Place forte du pétroplastique depuis les années 1960, le complexe industriel de la Basse Seine réoriente sa boussole vers le polymère décarboné. Après l’américain Eastman dans le recyclage du plastique, c’est au tour du belge Futerro de projeter l’implantation en Seine-Maritime d’une unité de production de bioplastiques de type PLA à partir de matières premières végétales. L'empreinte carbone du PLA est environ 80% plus faible que celle du PET issu du pétrole.Tout un symbole du virage vers la chimie post-fossiles. En quête d'un point de chute sur le Vieux Continent depuis plusieurs mois, Futerro a tranché. Deux ans après avoir inauguré une usine jumelle en Chine, le groupe belge annonce vouloir construire sa première bioraffinerie européenne à Saint-Jean-de-Folleville. Une commune située à l'épicentre du complexe pétrochimique de Port-Jérôme-sur-Seine, dont beaucoup de Français ont découvert l'existence pendant la grève des raffineries. L'investissement, qui vient juste après celui de 1 milliard confirmé par l'américain Eastman à un jet de pierre de là, devrait se monter à 500 millions d'euros.
Du blé aux polymères
Le lieu proche des terminaux d'exportation du port du Havre et des grandes plaines céréalières normandes n'a pas été choisi au hasard. L'entreprise ambitionne, en effet, de produire annuellement du PLA (polyacide lactique), un polyester fabriqué à partir de la fermentation de glucides d'origine végétale tels que l'amidon de maïs ou la canne à sucre. Dans le cas présent, c'est du sucre de blé qui sera transformé en acide lactique, ingrédient de base de PLA. Futerro projette d'en fabriquer à terme 75.000 tonnes par an : une goutte d'eau comparée aux 4,8 millions de tonnes de plastiques que les Français consomment chaque année (dont près de la moitié en emballages), mais une goutte appelée à grossir.
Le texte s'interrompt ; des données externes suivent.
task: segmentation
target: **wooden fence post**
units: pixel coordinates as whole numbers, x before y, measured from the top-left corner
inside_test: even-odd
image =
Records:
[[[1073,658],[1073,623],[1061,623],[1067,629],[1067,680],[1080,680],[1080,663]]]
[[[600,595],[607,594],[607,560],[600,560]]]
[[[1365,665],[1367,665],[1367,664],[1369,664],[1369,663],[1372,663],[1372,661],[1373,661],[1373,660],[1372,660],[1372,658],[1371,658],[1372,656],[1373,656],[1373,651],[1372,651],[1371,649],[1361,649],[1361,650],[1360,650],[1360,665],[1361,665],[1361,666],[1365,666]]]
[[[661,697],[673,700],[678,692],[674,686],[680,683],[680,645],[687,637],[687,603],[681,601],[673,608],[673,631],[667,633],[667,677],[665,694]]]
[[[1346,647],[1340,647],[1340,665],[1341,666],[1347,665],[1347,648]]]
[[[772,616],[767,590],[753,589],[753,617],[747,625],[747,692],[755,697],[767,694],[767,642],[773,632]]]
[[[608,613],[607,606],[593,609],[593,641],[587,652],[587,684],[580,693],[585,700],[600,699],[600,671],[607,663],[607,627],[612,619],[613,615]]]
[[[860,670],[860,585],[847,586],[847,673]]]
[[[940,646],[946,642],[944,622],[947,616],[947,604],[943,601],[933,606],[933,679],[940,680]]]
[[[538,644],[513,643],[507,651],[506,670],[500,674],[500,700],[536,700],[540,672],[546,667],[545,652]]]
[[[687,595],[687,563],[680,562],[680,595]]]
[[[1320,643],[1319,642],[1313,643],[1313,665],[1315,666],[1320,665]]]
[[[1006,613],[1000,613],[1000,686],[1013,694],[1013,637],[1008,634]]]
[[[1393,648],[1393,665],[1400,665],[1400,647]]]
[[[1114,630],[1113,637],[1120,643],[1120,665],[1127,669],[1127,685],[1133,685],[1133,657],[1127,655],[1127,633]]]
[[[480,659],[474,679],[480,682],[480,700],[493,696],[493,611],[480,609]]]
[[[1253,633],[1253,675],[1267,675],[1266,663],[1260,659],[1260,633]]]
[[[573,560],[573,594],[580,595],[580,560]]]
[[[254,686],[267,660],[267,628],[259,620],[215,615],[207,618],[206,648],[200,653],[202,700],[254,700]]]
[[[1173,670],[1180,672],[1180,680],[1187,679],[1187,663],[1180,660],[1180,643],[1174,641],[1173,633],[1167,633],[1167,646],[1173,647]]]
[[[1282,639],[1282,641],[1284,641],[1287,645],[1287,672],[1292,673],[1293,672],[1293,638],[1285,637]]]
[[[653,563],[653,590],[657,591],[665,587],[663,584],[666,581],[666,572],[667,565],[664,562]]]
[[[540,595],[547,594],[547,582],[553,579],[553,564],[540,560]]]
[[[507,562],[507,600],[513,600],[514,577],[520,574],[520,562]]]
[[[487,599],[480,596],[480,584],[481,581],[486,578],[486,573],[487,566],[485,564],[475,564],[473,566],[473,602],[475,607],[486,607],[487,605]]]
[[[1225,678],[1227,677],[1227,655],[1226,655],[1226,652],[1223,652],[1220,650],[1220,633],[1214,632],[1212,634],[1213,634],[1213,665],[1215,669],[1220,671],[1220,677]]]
Pour cause, ce plastique biosourcé compostable industriellement (à plus de 60°C) est de plus en plus apprécié en raison de sa flexibilité, de sa transparence proche du verre, mais surtout de son empreinte carbone environ 80% plus faible que celle du PET issu du pétrole.
«Nous décrivons notre polymère comme le premier plastique "bio-renouvelable". Issu du carbone végétal, il peut être recyclé facilement et écologiquement pour obtenir un polymère vierge de même qualité que son premier cycle de vie : c'est une caractéristique unique», assure Frédéric Van Gansberghe, Pdg de Futerro.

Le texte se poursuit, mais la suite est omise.